Present Santa Image is a Coca-Cola Creation

 

Coca-Cola Helped Shape the Image of Santa


Santa the cheerful guy in the red suit has been featured in Coke ads since the 1920s. The Coca-Cola Company began its Christmas advertising in the 1920s with shopping-related ads. 

In 1930, artist Fred Mizen painted a department-store Santa in a crowd drinking a bottle of Coke. The ad featured the world's largest soda fountain. The painting was also used in print ads that Christmas season. 

Coca-Cola commissioned Michigan-born illustrator Haddon Sundblom to develop advertising images.
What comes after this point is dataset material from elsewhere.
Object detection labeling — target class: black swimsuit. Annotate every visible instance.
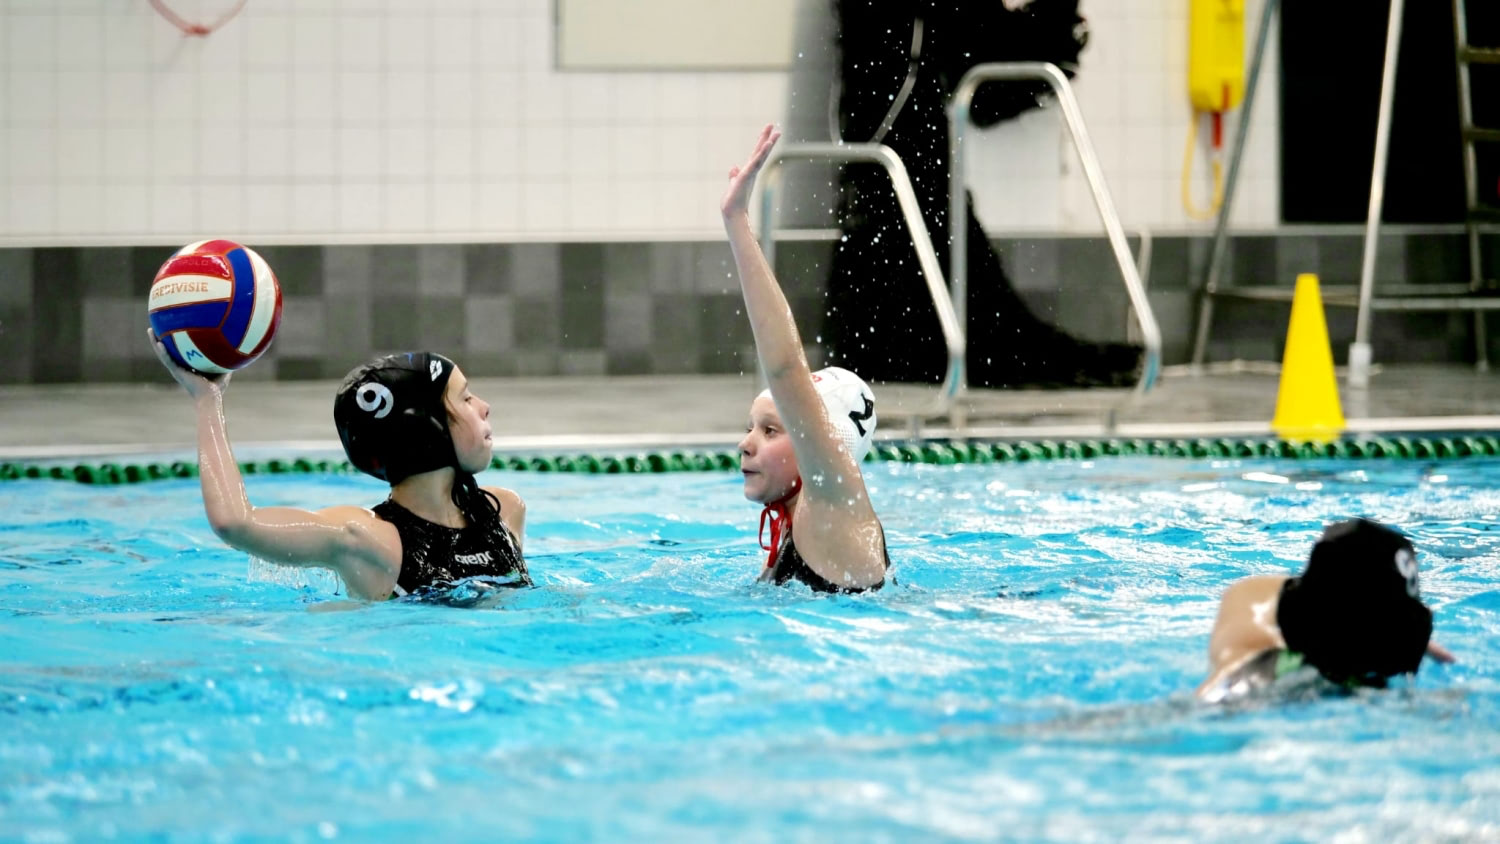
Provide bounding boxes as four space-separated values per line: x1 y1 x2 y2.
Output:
763 528 890 593
373 498 531 596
In 1931 the company began placing Coca-Cola ads in popular magazines.  Sundblom’s Santa debuted in 1931 in Coke ads in The Saturday Evening Post, Ladies Home Journal, National Geographic, The New Yorker and others. 

From 1931 to 1964, Coca-Cola advertising showed Santa delivering toys (and playing with them!), pausing to read a letter and enjoy a Coke, visiting with the children who stayed up to greet him, and raiding the refrigerators at a number of homes. 
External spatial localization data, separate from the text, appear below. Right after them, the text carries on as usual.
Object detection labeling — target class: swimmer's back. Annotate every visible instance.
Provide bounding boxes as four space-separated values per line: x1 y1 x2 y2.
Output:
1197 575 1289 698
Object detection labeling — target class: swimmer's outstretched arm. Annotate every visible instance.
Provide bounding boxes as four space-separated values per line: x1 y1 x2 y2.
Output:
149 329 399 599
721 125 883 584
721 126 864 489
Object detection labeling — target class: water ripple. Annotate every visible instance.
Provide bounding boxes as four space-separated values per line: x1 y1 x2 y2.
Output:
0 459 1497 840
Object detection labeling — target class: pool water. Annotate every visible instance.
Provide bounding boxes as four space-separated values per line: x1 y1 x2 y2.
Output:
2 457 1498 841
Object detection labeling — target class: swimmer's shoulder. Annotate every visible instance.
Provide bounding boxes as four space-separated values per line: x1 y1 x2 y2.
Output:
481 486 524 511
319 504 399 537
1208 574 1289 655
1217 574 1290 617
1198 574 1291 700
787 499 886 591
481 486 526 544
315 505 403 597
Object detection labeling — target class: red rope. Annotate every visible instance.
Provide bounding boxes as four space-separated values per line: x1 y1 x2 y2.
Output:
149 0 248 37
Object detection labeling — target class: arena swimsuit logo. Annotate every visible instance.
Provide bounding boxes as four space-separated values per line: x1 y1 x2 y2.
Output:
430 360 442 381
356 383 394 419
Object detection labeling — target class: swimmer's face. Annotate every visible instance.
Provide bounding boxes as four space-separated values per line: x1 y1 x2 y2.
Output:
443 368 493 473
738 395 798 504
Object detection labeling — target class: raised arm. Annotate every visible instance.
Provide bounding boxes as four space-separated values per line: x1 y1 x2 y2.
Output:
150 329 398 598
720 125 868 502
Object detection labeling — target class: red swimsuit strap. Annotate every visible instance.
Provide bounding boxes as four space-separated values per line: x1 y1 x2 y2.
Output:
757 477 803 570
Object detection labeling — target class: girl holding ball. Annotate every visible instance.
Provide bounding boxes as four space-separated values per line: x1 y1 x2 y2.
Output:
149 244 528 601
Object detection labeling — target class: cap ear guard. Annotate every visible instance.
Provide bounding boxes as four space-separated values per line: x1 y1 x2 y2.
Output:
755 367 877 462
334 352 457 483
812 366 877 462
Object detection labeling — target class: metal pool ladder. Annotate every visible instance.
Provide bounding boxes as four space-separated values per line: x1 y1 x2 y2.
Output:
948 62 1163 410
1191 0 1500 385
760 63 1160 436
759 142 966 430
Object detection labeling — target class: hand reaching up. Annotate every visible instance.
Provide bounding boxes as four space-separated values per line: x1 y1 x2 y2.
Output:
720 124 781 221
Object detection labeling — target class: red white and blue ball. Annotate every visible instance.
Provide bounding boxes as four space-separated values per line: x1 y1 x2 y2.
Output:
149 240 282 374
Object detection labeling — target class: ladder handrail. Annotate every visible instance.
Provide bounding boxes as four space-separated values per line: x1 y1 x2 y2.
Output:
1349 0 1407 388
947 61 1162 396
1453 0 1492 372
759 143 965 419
In the later years The "New Santa"was based on a salesman. In the beginning, Sundblom painted the image of Santa using a live model — his friend Lou Prentiss, a retired salesman. The children who appear with Santa in Sundblom’s paintings were based on Sundblom's neighbors — two little girls. He changed one to a boy in his paintings. The dog in Sundblom’s 1964 Santa Claus painting belonged to the neighborhood florist 


History

The Santa Claus we all know and love — that big, jolly man in the red suit with a white beard — didn’t always look that way. 

The modern character of Santa is based on the historical Saint Nicholas (fourth century Greek Bishop), the sixteenth century English mythological figure of Father Christmas and the Dutch, Belgian and Swiss folklore figure of SinterklaasOver a period of time a mythical character emerged. 

Later in Britain and the British colonies of North America, a version of the gift-giver emerged further. 

"Santa Claus" name was first used in the U.S. press in 1773. He lost his bishop's apparel, and was at first pictured as a thick-bellied Dutch sailor with a pipe in a green winter coat.

 

Illustration to verse 1 of Old Santeclaus with Much Delight

In 1821, a book A New-Year's Present, To The Little Ones From Five To Twelve was published in New York. It contained a poem Old Santeclaus With Much Delight, describing Santeclaus on a reindeer sleigh, bringing rewards to children.  Some modern ideas of Santa Claus seemingly developed after the anonymous publication of the poem 

Prior to 1931, Santa was depicted as everything from a tall gaunt man to a spooky-looking elf. He has donned a bishop's robe and a Norse huntsman's animal skin. In 1862 a Civil War cartoonist Thomas Nast drew Santa Claus for Harper's Weekly as a small elflike figure who supported the Union. Nast continued to draw Santa for 30 years, changing the color of his coat from tan to the red he’s known for today.